The event was jointly presided over by Police Gen. Benjamin Acorda Jr., the newly-installed national police chief, and Brig. Gen. Allan Nobleza, director of the Police Regional Office-Bangsamoro Autonomous Region.
Acorda said he is thankful to officials of PRO-BAR and local executives in different Bangsamoro provinces for having secured the surrender of the 50 BIFF members via backchannel dialogues.
Local officials told reporters 13 of the BIFF members who surrendered at Camp SK Pendatun were experts in fabrication of improvised explosive devices.
Two of the bomb-makers, who asked to be identified only as Tasil and Pagal, separately said they decided to yield, as an initial step to their reintroduction to mainstream society, after learning that those who surrendered ahead of them have returned to their barangays and rejoined their families.
In their messages, Acorda and Nobleza said credit for the surrender of the 50 BIFF members also has to go to different agencies in the Bangsamoro Autonomous Region in Muslim Mindanao that have continuing humanitarian interventions that helped transform those who turned themselves in ahead and availed of BARMM and PRO-BAR’s joint reconciliation programs for violent religious extremists.
The BIFF and its allies Dawlah Islamiya and the Al-Khobar, all fashioned from the Islamic State of Iraq and Syria, are known for fomenting deep-seated animosity towards non-Muslims.

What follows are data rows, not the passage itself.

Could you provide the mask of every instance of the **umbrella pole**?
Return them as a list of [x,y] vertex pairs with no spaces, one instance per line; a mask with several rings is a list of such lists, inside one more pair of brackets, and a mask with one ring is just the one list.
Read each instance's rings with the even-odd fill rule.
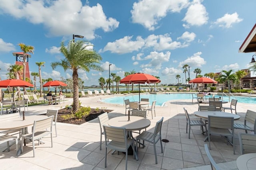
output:
[[139,83],[139,102],[140,101],[140,83]]

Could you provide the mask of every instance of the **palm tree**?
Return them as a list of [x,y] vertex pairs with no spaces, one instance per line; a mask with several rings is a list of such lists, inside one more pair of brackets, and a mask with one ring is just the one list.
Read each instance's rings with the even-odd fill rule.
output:
[[241,90],[241,82],[242,78],[244,77],[247,74],[247,73],[244,70],[238,70],[236,72],[235,74],[236,75],[237,79],[239,82],[239,89]]
[[175,77],[176,78],[176,79],[178,79],[178,84],[179,86],[179,88],[180,88],[180,84],[179,84],[179,78],[180,78],[180,76],[179,74],[177,74],[176,76],[175,76]]
[[23,80],[26,80],[26,64],[27,64],[26,53],[29,53],[34,54],[34,48],[31,45],[27,45],[23,43],[20,43],[18,45],[20,47],[20,49],[23,52]]
[[66,46],[62,41],[60,51],[63,54],[64,59],[60,60],[60,61],[51,64],[54,70],[57,66],[61,66],[64,71],[70,69],[73,72],[73,111],[74,113],[77,111],[79,108],[78,70],[81,69],[87,72],[91,70],[103,71],[102,68],[98,64],[102,58],[91,48],[88,48],[91,46],[91,44],[88,41],[77,41],[74,42],[71,40]]
[[34,76],[34,92],[35,94],[36,94],[36,77],[39,76],[39,74],[38,72],[31,72],[31,76]]
[[112,82],[113,82],[113,84],[112,84],[112,91],[114,91],[114,79],[116,78],[116,73],[113,73],[112,72],[110,74],[111,76],[112,77]]
[[[20,72],[23,68],[23,66],[21,65],[13,64],[11,65],[7,70],[10,72],[10,74],[12,74],[16,79],[19,80],[20,76],[21,75]],[[20,87],[17,87],[17,89],[18,90],[18,96],[19,99],[20,99],[21,97]],[[12,90],[13,90],[13,89]]]
[[220,76],[222,81],[225,82],[228,81],[228,92],[230,92],[230,82],[231,80],[234,80],[236,78],[236,76],[232,73],[233,70],[230,70],[228,71],[222,70],[221,71],[221,75]]
[[188,72],[188,67],[189,66],[188,64],[184,64],[184,65],[182,66],[182,68],[184,68],[184,70],[183,70],[183,73],[185,73],[185,80],[186,80],[186,86],[187,86],[187,76],[186,74],[186,73]]
[[197,75],[201,74],[202,70],[199,68],[196,68],[194,70],[194,73],[196,73],[196,78],[197,77]]
[[43,86],[42,82],[42,74],[41,73],[41,66],[44,66],[44,63],[45,62],[44,61],[42,61],[42,62],[36,62],[36,64],[38,66],[38,73],[39,74],[39,80],[40,81],[40,97],[42,97],[42,88]]
[[105,81],[105,78],[103,77],[100,77],[99,83],[100,84],[100,86],[101,87],[101,89],[103,90],[103,86],[106,84],[106,81]]
[[116,92],[119,92],[119,88],[118,86],[118,84],[119,83],[119,82],[121,80],[121,78],[120,76],[116,76],[115,77],[115,82],[116,82]]

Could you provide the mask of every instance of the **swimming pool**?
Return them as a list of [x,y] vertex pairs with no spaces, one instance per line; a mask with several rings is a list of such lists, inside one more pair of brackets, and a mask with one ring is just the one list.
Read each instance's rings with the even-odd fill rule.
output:
[[[222,96],[215,95],[215,98],[222,97]],[[154,100],[156,101],[156,105],[162,106],[168,101],[178,99],[192,99],[192,96],[190,93],[170,93],[167,94],[147,94],[140,95],[140,98],[146,98],[149,99],[149,102],[151,103]],[[223,97],[223,100],[228,101],[227,96]],[[256,104],[256,98],[249,98],[248,97],[235,96],[230,97],[231,99],[236,99],[238,102],[248,104]],[[129,99],[130,102],[139,101],[139,95],[131,95],[126,96],[118,97],[108,98],[103,99],[102,101],[106,103],[115,104],[124,104],[124,100]]]

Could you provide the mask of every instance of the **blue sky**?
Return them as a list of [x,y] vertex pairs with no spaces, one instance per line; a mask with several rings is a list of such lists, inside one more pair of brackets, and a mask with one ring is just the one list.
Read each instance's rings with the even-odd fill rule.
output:
[[[254,53],[238,50],[255,24],[254,0],[0,0],[0,76],[2,80],[20,43],[32,45],[30,72],[45,61],[43,78],[72,76],[52,62],[64,57],[58,51],[73,34],[84,36],[101,55],[104,71],[79,72],[85,86],[98,84],[110,72],[158,76],[164,84],[182,79],[182,66],[202,74],[247,68]],[[76,40],[80,39],[76,38]]]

No fewer than 200 BIFF members had surrendered since 2019 to units of PRO-BAR that covers the provinces of Maguindanao del Norte, Maguindanao del Sur, Basilan, Sulu and Tawi-Tawi and the cities of Cotabato, Marawi and Lamitan.
The 50 BIFF surrenderers each received from PRO-BAR initial food supplies, hand tractors and water buffaloes that they can use as draft animals for rice and corn farming.